Our series demonstrates hearing preservation is possible for patients with large VSs and should be attempted in all patients with preoperative hearing. The quality of preoperative hearing, a cerebrospinal fluid cleft at the apex of the IAC, and a smaller proportion of tumor anterior to the IAC were positively associated with hearing preservation.
即使肿瘤较大,听力在临床上通常仍然有用,是听神经鞘瘤(VS)患者生活质量的主要决定因素。
报告大型(>或=3cm)VS 患者手术后的听力保留率,并确定听力保留的临床或影像学预测因子。
2003 年 4 月至 2009 年 3 月,192 例 VS 患者接受了肿瘤切除术,其中 46 例为大型(>或=3cm)肿瘤,其中 28 例术前听力正常。28 例患者中有 6 例(21.4%)术后听力保留。

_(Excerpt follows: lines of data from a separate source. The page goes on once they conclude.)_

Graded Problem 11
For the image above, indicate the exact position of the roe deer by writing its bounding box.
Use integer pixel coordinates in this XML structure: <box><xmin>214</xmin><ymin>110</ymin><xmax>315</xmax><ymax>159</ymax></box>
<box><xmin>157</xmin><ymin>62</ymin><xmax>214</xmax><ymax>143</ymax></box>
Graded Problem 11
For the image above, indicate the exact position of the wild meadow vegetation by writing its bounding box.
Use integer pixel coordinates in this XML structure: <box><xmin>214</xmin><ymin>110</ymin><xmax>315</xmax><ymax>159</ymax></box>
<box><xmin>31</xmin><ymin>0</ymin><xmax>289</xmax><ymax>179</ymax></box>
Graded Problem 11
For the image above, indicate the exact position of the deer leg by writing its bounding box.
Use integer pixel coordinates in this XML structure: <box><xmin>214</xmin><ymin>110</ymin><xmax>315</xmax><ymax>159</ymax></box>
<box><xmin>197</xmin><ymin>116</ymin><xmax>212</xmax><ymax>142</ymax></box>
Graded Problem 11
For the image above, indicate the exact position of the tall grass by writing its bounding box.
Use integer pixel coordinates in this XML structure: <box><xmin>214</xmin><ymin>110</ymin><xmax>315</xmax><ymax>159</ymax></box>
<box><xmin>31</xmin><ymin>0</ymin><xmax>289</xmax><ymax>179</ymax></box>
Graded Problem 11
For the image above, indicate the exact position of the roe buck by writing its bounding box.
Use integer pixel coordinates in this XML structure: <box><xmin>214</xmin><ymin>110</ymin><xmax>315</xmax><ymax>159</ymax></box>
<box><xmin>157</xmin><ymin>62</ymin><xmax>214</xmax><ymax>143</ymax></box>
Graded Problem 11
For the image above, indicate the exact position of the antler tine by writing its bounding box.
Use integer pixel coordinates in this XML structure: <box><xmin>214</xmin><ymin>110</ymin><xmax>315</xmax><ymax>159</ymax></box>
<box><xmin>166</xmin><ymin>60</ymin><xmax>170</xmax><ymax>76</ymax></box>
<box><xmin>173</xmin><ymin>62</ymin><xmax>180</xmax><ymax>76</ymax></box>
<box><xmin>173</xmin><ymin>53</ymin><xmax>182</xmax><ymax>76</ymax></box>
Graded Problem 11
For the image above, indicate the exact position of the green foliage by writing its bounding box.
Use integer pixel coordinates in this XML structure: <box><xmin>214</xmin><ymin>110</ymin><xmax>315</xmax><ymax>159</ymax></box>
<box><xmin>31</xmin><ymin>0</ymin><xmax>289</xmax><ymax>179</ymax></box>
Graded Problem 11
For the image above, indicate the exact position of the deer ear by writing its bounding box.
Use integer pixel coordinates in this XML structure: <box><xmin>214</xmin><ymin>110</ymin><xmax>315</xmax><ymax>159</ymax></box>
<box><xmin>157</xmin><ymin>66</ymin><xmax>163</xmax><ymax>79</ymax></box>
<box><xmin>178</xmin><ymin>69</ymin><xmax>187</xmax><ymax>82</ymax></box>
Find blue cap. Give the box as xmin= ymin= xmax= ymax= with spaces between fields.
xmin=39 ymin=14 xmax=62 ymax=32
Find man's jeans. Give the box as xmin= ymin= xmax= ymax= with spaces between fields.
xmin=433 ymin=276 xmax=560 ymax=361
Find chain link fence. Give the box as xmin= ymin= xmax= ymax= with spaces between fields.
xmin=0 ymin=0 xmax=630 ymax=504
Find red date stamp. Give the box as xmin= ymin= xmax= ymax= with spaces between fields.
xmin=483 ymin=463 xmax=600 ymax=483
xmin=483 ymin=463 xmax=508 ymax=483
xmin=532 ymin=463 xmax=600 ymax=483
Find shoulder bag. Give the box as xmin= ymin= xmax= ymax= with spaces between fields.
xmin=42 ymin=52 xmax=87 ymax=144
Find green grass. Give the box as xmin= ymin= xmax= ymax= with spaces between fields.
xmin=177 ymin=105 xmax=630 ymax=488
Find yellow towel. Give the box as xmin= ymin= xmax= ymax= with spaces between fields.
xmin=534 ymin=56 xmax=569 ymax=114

平均肿瘤直径为 3.6cm(范围,3.0-5.0cm),肿瘤体积为 17.2mL(范围,6.9-45.2mL)。对于 Sanna-Fukushima 听力分级为 A 级的患者,听力保留率为 11 例中的 4 例(所有患者中有 41/47 例)。6 例听力保留的患者中,6 例(所有患者中有 41/47 例)实现了完全切除。与术前听力正常的 16 例患者和术后听力丧失的 20 例患者中的 9 例相比,6 例听力保留的患者中有 6 例在 IAC 内存在脑脊液裂(P=.045)。与术后听力丧失的 20 例患者中的 13 例相比,6 例听力保留的患者中有 6 例肿瘤位于 IAC 纵轴前的比例小于 35%(P=.036)。
我们的系列研究表明,大型 VS 患者有可能保留听力,并且应该尝试对所有术前有听力的患者进行听力保留。术前听力质量、IAC 顶点的脑脊液裂以及肿瘤位于 IAC 前的比例较小与听力保留呈正相关。